Арамис вернулся к своему товарищу:

– Поехали, друг Портос, в Во! И поскорее!

– До чего же чувствуешь себя легким, когда верно послужишь своему королю и тем самым спасешь свою родину, – засмеялся довольный Портос. – Лошадям нечего будет тащить. Поехали!

И карета, освободившись от пленника, который действительно мог казаться Арамису чрезмерно тяжелым, миновала подъемный мост, который тотчас же поднялся за ней снова, и оказалась вне пределов Бастилии.

XLV. Ночь в Бастилии

Страдание в этой жизни соразмерно с силами человека. Мы отнюдь не собираемся утверждать, что бог неизменно соразмеряет ниспосылаемое им человеку несчастье с силами этого человека; подобное утверждение было бы не вполне точным, поскольку тем же богом дозволена смерть, являющаяся единственным выходом для души, которой невмоготу пребывать в оболочке тела. Итак, страдание в этой жизни соразмерно с силами человека. Это значит, что при равном несчастье слабый страдает больше, нежели сильный. Но что же придает человеку силу? Закалка, привычка и опыт. Мы не станем утруждать себя доказательством этого; это аксиома как в отношении нашей душевной жизни, так и нашего естества.

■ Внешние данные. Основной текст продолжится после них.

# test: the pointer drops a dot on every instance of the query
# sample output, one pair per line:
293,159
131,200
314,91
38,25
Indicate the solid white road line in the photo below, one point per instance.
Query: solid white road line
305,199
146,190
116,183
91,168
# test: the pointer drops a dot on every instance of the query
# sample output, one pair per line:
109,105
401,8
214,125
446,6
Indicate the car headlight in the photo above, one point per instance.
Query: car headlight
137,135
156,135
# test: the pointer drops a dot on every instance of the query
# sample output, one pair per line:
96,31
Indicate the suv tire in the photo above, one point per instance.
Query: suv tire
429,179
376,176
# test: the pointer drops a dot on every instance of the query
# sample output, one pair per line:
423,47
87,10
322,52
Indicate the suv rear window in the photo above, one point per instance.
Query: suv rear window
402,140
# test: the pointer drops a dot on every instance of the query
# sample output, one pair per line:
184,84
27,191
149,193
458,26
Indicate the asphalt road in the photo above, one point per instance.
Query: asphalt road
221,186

Когда молодой король, потеряв всякое представление о действительности, растерянный и разбитый, понял, что его ведут в одну из камер Бастилии, он решил, что смерть во многих отношениях схожа со сном, что и она полна разнообразных видений. Он вообразил, будто его кровать в замке Во провалилась сквозь пол и вслед за тем он умер; он вообразил, что он – это покойный Людовик XIV, продолжающий видеть все те же ужасы, невозможные для него в жизни и называемые низложением с трона, тюрьмой и всевозможными оскорблениями некогда всемогущего государя.

Наблюдать в качестве призрака, сохраняющего ощущение своего тела, свои собственные мучения, томиться, тщетно стараясь постигнуть непостижимую тайну, где действительность, а где лишь ее подобие, видеть все, слышать все, все понимать, отчетливо помнить мельчайшие подробности своих последних минут – разве это не пытка, пытка тем более невыносимая, что она может быть вечною?

– Не есть ли это то самое, что зовется вечностью, адом? – шептал Людовик XIV в то мгновение, когда за ним закрылась дверь, запираемая Безмо.

Он не проявил ни малейшего интереса к окружающей его обстановке и, прислонившись спиной к стене, окончательно проникся мыслью о том, что он умер; он зажмурил глаза, чтобы не увидеть чего-нибудь еще худшего.

«Но все-таки как же произошла моя смерть? – спрашивал он себя, поддаваясь безумию. – Не спустили ли эту кровать при помощи какого-нибудь приспособления? Нет, нет – когда она начала опускаться, я не почувствовал ни сотрясения, ни толчка… А не отравили ли меня во время обеда или, кто знает, не обкурили ли отравленною свечой, как мою прабабку Жанну д’ Альбре?»

Вдруг холод камеры пронизал плечи Людовика.

«Я видел, – продолжал он, – я видел моего отца мертвым на той самой кровати, на которой он всегда спал; на нем было королевское одеяние. Это бледное лицо с заострившимися чертами, эти застывшие, некогда столь подвижные руки, эти вытянутые, похолодевшие ноги, – нет, ничто не говорило о сне, полном видений. А ведь бог должен был бы наслать на него целые полчища снов, на него, чьей смерти предшествовало столько других, ибо сколь многих он сам послал на смерть!

Нет, этот король по-прежнему был королем, он царил на смертном одре так же, как на своем бархатном троне. Он не отрекся от свойственного ему величия. Бог, ниспославший на него кару, не может наказывать и меня, не сделавшего ничего противного его заповедям».

Странный шум привлек внимание молодого человека. Он посмотрел и увидел на каминной доске под громадной грубою фреской, изображавшей распятие, огромную крысу, грызшую хлебную корку и смотревшую на нового постояльца камеры умным и любознательным взглядом.

Король испугался: крыса вызвала в нем омерзение. С громким криком бросился он к дверям. И благодаря этому вырвавшемуся из его груди крику Людовик понял, что он жив, не потерял разума и что чувства его вполне естественны.